HSBC Eyes 'Non-Bank' In First Direct Revamp
HSBC will seek to exploit new rules governing the length of time it takes to switch current accounts by relaunching First Direct, its telephone and internet-based bank.
I understand that HSBC, which launched First Direct in 1989, plans to target younger consumers with a revamp of First Direct that will position it as 'the non-banky bank', according to insiders who have been briefed on a new marketing campaign which is scheduled to launch in May.
HSBC disclosed last week in its annual results for 2012 that its UK operations had lost more than £650m, although this was largely due to a near-£2bn provision for the mis-selling of payment protection insurance and interest rate swap products.
The lender, the largest in Britain by market value, does not separately disclose First Direct's financial results, but the internet bank's customer base has stagnated in recent years, according to insiders.
First Direct has approximately 1.2m customers, and HSBC is understood to be targeting an increase of roughly 10 per cent by the end of the year.
The new image for the business, which will include First Direct's first television advertising for many years, will, HSBC executives hope, enable it to take advantage of new rules for account-switching that come into effect later this year.
The Government has pushed for the new rules, which will force banks to help customers switch providers within a week, in order to bolster competition, one of its priorities for reforming Britain's banking sector.
New entrants to the sector, such as Metro Bank, are also expected to increase their spend on marketing with the advent of the new regime, while high street giants such as the taxpayer-backed NatWest and Halifax, will use the new regime to seek to entrench their positions, analysts expect.
First Direct is frequently praised for its customer service, but a lack of marketing spend behind the brand has left its performance "underpowered", according to one HSBC executive.
The bank recently lowered the threshold for customers to use a First Direct account free of charge from a £1500 deposit base or monthly credit to £1000.
Based in Leeds, First Direct will mark its 25th anniversary next year.

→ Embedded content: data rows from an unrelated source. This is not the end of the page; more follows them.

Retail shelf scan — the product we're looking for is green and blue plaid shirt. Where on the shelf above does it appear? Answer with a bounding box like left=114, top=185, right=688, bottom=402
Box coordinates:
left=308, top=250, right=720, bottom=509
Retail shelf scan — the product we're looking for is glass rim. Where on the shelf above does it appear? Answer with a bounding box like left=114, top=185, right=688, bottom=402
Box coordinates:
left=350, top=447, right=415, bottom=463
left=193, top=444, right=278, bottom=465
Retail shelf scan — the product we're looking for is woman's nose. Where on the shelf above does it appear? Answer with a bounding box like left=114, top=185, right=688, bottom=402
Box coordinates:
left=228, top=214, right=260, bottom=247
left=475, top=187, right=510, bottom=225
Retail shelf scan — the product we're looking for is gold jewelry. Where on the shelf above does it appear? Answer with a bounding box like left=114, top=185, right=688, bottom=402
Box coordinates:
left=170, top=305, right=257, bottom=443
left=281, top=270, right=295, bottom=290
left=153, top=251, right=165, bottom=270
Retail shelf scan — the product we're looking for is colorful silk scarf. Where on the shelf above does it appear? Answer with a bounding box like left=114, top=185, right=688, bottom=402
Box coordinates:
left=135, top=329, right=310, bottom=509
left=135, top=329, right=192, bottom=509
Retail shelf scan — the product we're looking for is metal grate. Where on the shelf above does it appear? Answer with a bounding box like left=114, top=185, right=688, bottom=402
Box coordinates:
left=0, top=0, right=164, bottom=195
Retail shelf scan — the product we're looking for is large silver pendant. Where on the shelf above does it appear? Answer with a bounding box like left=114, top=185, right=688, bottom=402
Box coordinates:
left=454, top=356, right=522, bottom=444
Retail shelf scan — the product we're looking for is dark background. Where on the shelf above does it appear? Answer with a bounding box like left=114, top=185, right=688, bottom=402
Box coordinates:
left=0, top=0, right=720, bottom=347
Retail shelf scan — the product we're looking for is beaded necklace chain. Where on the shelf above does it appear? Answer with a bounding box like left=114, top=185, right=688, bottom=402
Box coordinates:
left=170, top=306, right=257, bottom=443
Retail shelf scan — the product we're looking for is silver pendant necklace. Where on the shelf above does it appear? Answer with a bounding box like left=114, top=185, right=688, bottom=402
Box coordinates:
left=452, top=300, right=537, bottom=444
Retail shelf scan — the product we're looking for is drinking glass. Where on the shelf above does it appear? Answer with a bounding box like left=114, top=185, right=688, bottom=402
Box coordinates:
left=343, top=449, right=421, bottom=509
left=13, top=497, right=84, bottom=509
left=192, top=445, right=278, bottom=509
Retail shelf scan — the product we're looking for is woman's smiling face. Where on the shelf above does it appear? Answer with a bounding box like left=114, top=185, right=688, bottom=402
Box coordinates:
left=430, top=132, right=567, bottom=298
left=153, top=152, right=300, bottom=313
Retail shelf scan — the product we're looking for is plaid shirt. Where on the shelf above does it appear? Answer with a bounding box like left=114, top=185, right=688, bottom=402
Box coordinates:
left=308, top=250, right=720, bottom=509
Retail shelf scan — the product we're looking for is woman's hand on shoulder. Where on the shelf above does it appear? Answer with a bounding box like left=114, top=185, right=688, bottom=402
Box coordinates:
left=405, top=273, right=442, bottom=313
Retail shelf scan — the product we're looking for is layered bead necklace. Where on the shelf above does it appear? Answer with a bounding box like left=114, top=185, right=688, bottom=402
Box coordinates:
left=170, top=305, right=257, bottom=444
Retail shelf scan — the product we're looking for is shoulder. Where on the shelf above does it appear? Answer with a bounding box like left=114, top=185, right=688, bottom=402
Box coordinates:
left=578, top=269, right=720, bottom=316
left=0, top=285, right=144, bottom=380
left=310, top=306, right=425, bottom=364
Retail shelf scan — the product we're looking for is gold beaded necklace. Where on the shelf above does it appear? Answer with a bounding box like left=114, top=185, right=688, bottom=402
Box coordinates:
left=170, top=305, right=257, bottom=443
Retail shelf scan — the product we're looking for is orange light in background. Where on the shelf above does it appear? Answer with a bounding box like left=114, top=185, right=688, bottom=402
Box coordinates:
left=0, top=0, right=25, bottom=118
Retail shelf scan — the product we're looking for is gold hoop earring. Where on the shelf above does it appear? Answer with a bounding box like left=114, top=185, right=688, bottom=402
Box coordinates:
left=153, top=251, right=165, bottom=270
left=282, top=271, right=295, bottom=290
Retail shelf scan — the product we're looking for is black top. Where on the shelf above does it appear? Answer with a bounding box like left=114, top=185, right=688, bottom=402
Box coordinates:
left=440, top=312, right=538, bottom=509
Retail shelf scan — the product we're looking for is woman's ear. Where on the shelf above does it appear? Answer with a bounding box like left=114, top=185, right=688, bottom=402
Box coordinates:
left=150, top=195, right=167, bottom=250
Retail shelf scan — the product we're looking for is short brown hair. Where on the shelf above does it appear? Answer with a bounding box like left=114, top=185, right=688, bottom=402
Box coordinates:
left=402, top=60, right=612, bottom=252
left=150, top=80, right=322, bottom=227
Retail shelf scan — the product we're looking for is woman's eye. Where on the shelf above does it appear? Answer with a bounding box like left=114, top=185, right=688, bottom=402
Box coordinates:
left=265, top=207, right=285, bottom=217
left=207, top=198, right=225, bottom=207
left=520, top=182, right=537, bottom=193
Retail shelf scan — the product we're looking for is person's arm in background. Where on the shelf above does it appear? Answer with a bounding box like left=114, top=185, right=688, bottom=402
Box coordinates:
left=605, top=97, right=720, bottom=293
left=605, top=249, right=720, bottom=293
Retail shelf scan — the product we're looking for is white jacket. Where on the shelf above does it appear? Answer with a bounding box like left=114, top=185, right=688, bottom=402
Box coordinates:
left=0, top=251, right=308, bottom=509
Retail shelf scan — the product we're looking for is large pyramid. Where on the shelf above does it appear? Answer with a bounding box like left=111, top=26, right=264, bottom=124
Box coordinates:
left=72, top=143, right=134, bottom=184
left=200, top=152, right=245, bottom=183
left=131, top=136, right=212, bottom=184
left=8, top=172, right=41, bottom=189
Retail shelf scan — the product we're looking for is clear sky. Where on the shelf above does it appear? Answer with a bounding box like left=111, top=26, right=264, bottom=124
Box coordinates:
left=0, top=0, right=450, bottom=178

An HSBC spokesman said:
"We are currently working on a new marketing campaign to reawaken the appeal of the UK's best bank for customer service. In line with this we have just reduced the monthly amount customers need to credit into their accounts from £1500 to £1000 for a fee free account with us.
"The new brand campaign which launches in a couple of months will mean we will back on TV again. The campaign is based around the 'nonbanky' nature of First Direct. It's an exciting time for First Direct and we want be a natural choice for customers looking to switch their banking this year."